Ubuntu¶
Python venv Installation¶
Ubuntu 20.04 includes fairly recent geospatial packages, so it is much more practical to create “native” Python virtual environments for running Datacube. One no longer needs to rely on conda.
Required Software¶
Many Python modules are now shipped with pre-compiled binaries, but some still
require compilation during installation. Library for parsing YAML documents
(libyaml-dev
), and library for to talking to PostgreSQL database (libpq-dev
) are
such examples.
apt-get install -y \
build-essential \
python3-dev \
python3-pip \
python3-venv \
libyaml-dev \
libpq-dev
Datacube uses rasterio
, shapely
and pyproj
geospatial libraries.
Those can be installed in binary form, however it is possible that binary
versions of those libraries are incompatible with each other as they might ship
slightly different versions of GDAL
or other libraries. It is safest to
compile those libraries during installation instead. For that we need to install
geospatial and netcdf libraries and tools. Include fortran, chances are some
numeric lib will need it.
apt-get install -y \
libproj-dev \
proj-bin \
libgdal-dev \
libgeos-dev \
libgeos++-dev \
libudunits2-dev \
libnetcdf-dev \
libhdf4-alt-dev \
libhdf5-serial-dev \
gfortran
Optional packages (useful utilities, docs)
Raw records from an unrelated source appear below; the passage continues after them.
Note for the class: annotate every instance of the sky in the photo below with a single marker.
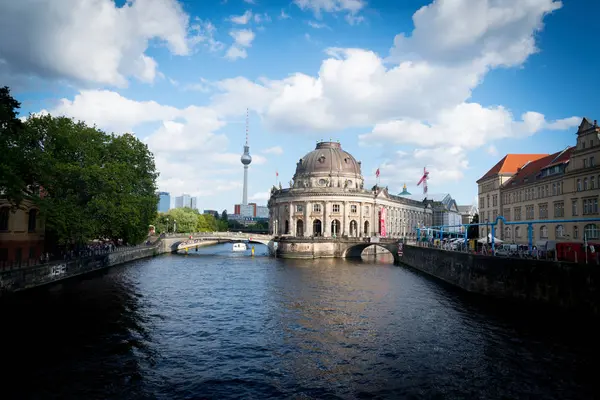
(450, 85)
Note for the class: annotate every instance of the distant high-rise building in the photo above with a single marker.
(164, 201)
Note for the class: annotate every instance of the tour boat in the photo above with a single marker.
(240, 247)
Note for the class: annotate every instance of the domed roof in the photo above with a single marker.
(328, 158)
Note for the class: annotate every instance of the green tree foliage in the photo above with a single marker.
(95, 185)
(188, 221)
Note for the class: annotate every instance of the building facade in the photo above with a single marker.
(22, 232)
(557, 187)
(326, 198)
(164, 201)
(489, 185)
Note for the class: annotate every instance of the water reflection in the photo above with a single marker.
(214, 324)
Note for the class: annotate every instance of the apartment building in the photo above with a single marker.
(489, 185)
(560, 186)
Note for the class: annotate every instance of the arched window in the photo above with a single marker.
(336, 228)
(591, 231)
(317, 230)
(4, 218)
(32, 220)
(353, 229)
(299, 228)
(543, 232)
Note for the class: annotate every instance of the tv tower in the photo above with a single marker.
(246, 160)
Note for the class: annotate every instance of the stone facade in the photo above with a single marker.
(21, 232)
(326, 198)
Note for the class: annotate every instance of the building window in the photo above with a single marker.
(4, 219)
(32, 220)
(517, 213)
(591, 231)
(559, 209)
(543, 211)
(529, 212)
(590, 206)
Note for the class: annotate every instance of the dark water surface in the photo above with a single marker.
(215, 324)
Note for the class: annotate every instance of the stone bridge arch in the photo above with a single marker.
(355, 250)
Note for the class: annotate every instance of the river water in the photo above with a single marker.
(215, 324)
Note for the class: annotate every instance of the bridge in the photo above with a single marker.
(206, 238)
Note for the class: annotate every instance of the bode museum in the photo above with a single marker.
(327, 200)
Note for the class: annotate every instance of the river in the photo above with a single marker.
(215, 324)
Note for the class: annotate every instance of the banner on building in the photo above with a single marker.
(382, 216)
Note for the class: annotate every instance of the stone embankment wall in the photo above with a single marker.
(18, 279)
(565, 285)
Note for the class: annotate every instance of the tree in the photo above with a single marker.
(19, 150)
(95, 185)
(473, 231)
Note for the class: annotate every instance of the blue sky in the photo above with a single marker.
(452, 85)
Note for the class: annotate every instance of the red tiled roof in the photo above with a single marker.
(530, 172)
(510, 164)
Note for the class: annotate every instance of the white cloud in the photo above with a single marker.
(492, 150)
(242, 39)
(419, 95)
(106, 44)
(264, 196)
(317, 25)
(277, 150)
(241, 19)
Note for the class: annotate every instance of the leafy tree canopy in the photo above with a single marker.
(94, 185)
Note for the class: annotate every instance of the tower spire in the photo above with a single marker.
(247, 126)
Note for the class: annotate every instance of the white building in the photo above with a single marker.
(327, 198)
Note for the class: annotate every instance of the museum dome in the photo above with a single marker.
(328, 158)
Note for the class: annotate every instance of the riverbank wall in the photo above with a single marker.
(568, 286)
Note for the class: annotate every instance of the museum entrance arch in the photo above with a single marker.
(317, 231)
(299, 228)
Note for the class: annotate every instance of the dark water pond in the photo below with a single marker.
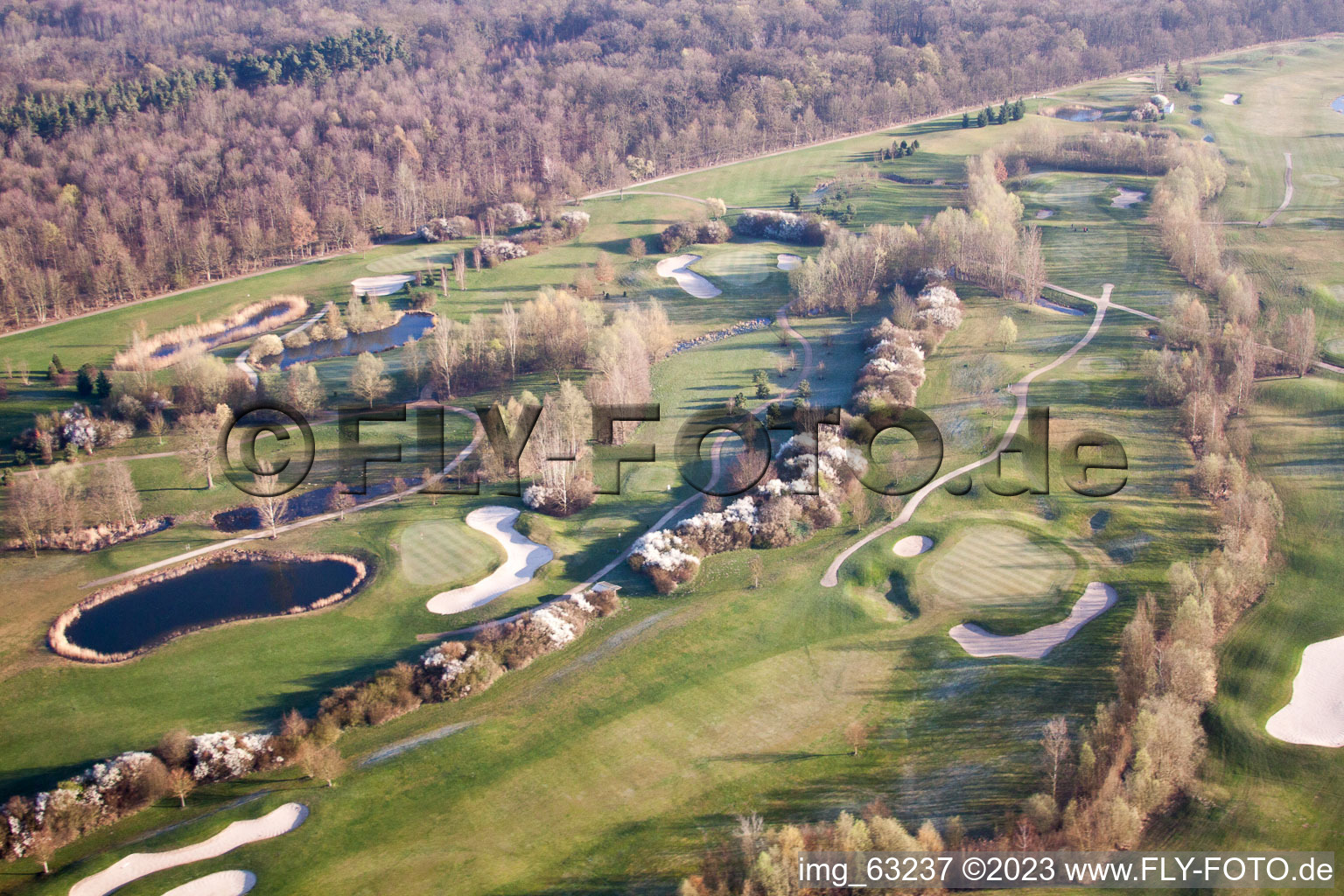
(411, 326)
(1078, 115)
(213, 594)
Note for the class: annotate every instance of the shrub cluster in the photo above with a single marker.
(117, 788)
(684, 233)
(496, 251)
(897, 367)
(74, 429)
(130, 782)
(556, 501)
(785, 226)
(438, 230)
(794, 500)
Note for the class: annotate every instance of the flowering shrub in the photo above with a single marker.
(897, 369)
(574, 223)
(120, 786)
(453, 669)
(437, 230)
(500, 250)
(684, 233)
(784, 226)
(664, 557)
(225, 754)
(512, 214)
(938, 309)
(449, 670)
(559, 501)
(790, 501)
(78, 429)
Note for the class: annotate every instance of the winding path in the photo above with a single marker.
(1019, 388)
(1288, 190)
(298, 524)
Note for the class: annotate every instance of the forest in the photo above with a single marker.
(152, 145)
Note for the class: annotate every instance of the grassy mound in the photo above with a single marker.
(742, 268)
(1000, 567)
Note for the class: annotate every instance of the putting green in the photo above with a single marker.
(998, 566)
(741, 268)
(438, 551)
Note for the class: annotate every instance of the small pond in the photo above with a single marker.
(411, 326)
(208, 595)
(1077, 113)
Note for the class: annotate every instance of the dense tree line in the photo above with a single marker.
(242, 135)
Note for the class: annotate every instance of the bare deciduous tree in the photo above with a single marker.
(368, 381)
(200, 444)
(180, 783)
(1054, 740)
(857, 737)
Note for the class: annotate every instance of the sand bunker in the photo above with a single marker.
(912, 546)
(523, 557)
(1126, 198)
(273, 823)
(379, 285)
(1314, 715)
(1035, 644)
(226, 883)
(677, 268)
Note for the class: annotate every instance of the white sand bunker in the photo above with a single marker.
(379, 285)
(1314, 715)
(1126, 198)
(523, 557)
(677, 268)
(240, 833)
(225, 883)
(1035, 644)
(912, 546)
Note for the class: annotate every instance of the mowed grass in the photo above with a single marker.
(739, 268)
(999, 567)
(443, 552)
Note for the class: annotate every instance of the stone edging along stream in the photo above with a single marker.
(57, 633)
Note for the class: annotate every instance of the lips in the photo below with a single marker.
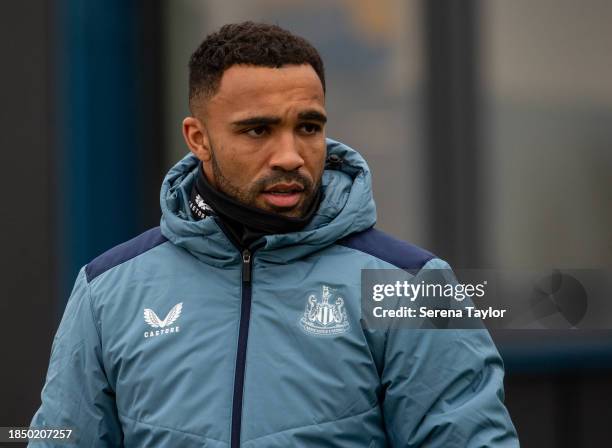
(283, 195)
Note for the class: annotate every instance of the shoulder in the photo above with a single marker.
(383, 246)
(124, 252)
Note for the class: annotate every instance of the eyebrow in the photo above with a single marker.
(265, 120)
(313, 115)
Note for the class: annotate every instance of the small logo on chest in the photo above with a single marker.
(164, 326)
(323, 317)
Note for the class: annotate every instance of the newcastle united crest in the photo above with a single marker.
(323, 317)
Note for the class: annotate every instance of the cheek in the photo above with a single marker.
(315, 160)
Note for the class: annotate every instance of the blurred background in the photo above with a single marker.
(487, 126)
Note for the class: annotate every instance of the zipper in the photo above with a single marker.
(243, 334)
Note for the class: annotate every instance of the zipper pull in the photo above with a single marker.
(246, 266)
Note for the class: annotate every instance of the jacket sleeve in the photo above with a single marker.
(444, 387)
(76, 394)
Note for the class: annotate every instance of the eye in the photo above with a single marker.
(259, 131)
(310, 128)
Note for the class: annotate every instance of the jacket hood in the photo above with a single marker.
(346, 206)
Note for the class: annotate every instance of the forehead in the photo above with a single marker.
(246, 89)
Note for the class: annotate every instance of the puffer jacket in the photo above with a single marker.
(178, 338)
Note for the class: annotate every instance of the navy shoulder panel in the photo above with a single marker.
(124, 252)
(387, 248)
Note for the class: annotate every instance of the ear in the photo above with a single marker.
(196, 137)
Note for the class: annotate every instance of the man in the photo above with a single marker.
(237, 322)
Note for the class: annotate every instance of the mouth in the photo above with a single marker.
(283, 195)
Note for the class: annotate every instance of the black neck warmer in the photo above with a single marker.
(246, 224)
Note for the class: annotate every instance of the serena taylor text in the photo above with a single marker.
(423, 311)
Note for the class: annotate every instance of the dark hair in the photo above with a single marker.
(248, 43)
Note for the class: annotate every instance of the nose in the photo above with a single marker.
(286, 154)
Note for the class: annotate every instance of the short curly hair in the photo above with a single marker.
(247, 43)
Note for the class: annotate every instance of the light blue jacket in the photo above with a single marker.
(179, 339)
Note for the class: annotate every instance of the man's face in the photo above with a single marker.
(263, 136)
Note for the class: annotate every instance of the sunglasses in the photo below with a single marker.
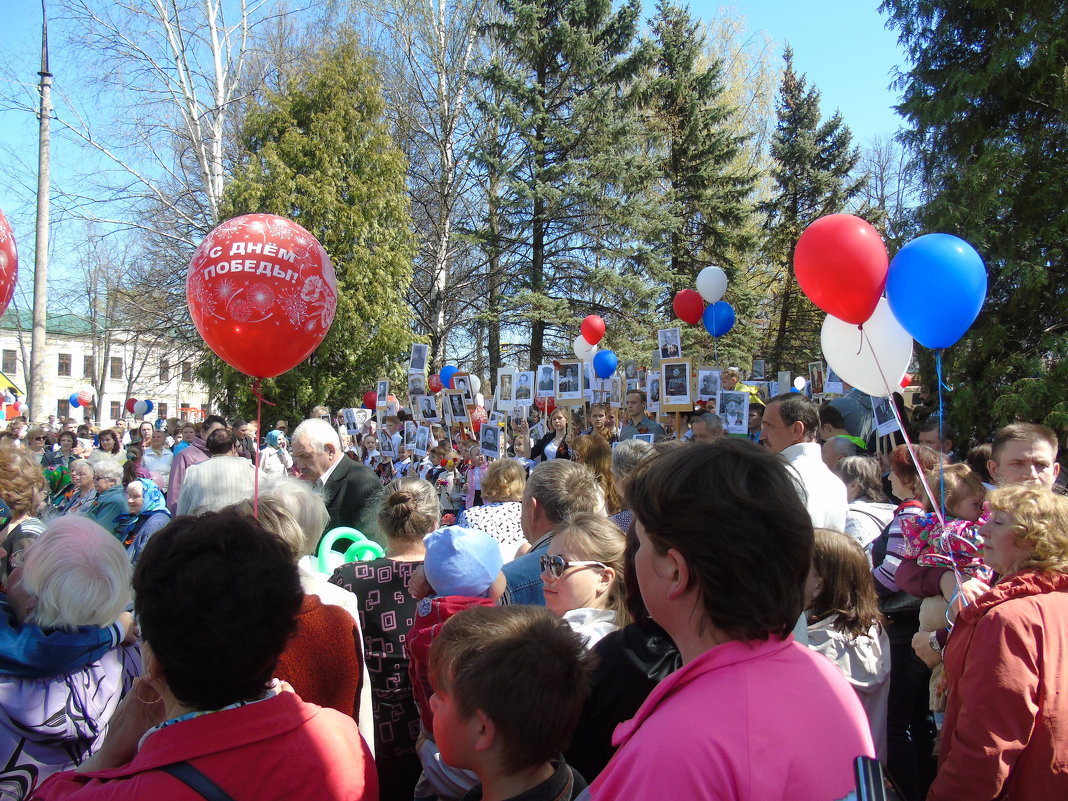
(556, 565)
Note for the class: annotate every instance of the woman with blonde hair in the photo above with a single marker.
(582, 576)
(1005, 661)
(594, 451)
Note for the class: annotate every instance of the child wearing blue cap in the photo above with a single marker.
(462, 567)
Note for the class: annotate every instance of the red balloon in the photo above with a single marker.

apt-get install postgresql-doc libhdf5-doc netcdf-doc libgdal-doc
apt-get install hdf5-tools netcdf-bin gdal-bin pgadmin3
Creating Python Virtual Environment¶
This example uses virtual environment, installation into system python is not
recommended. First we create a new virtual environment called odc
and update
some foundational packages.
python3 -m venv odc
./odc/bin/python3 -m pip install -U pip setuptools
./odc/bin/python3 -m pip install -U wheel 'setuptools_scm[toml]' cython
Install datacube
, making sure that important dependencies are compiled
locally to ensure binary compatibility. Version 3 of pyproj
requires more
recent version of PROJ
C library than what is available in Ubuntu
repositories, so we limit pyproj
to 2.x.x series.
./odc/bin/python3 -m pip install -U \
'pyproj==2.*' \
'datacube[all]' \
--no-binary=rasterio,pyproj,shapely,fiona,psycopg2,netCDF4,h5py
I you omit --no-binary=...
flag you will get pre-compiled version of
geospatial libs. Installation will be quicker, but Python environment will be
somewhat larger due to duplicate copies of some C libraries. More importantly
you might get random segfaults if rasterio
and pyproj
include
incompatible binary dependencies.
Run some basic checks:
./odc/bin/datacube --help
./odc/bin/rio --help
Datacube no longer depends on GDAL Python bindings, but if your code needs them, they can be easily installed like so
./odc/bin/python -m pip install GDAL==$(gdal-config --version)
It is important to install exactly the right version of python bindings, it must
match the version of the system GDAL, hence GDAL==$(gdal-config --version)
.
Miniconda¶
Datacube is also available via conda-forge
channel for installation in a
Conda environment. So if you prefer or need to use Conda rather than system
Python, follow instructions below:
Download and install Miniconda using the following instructions https://docs.conda.io/projects/conda/en/latest/user-guide/install/linux.html
Open your favourite terminal to execute the following commands.
Add the conda-forge channel
conda config --add channels conda-forge
The conda-forge channel provides multitude of community maintained packages. Find out more about it here https://conda-forge.org/
Create a virtual environment in conda
conda create --name cubeenv python=3.6 datacube
Activate the virtual environment
source activate cubeenv
Find out more about managing virtual environments here https://conda.io/docs/using/envs.html
Install other packages
conda install jupyter matplotlib scipy
Find out more about managing packages here https://conda.io/docs/using/pkgs.html
Datacube is now installed and can be used in a terminal by activating the cubeenv environment.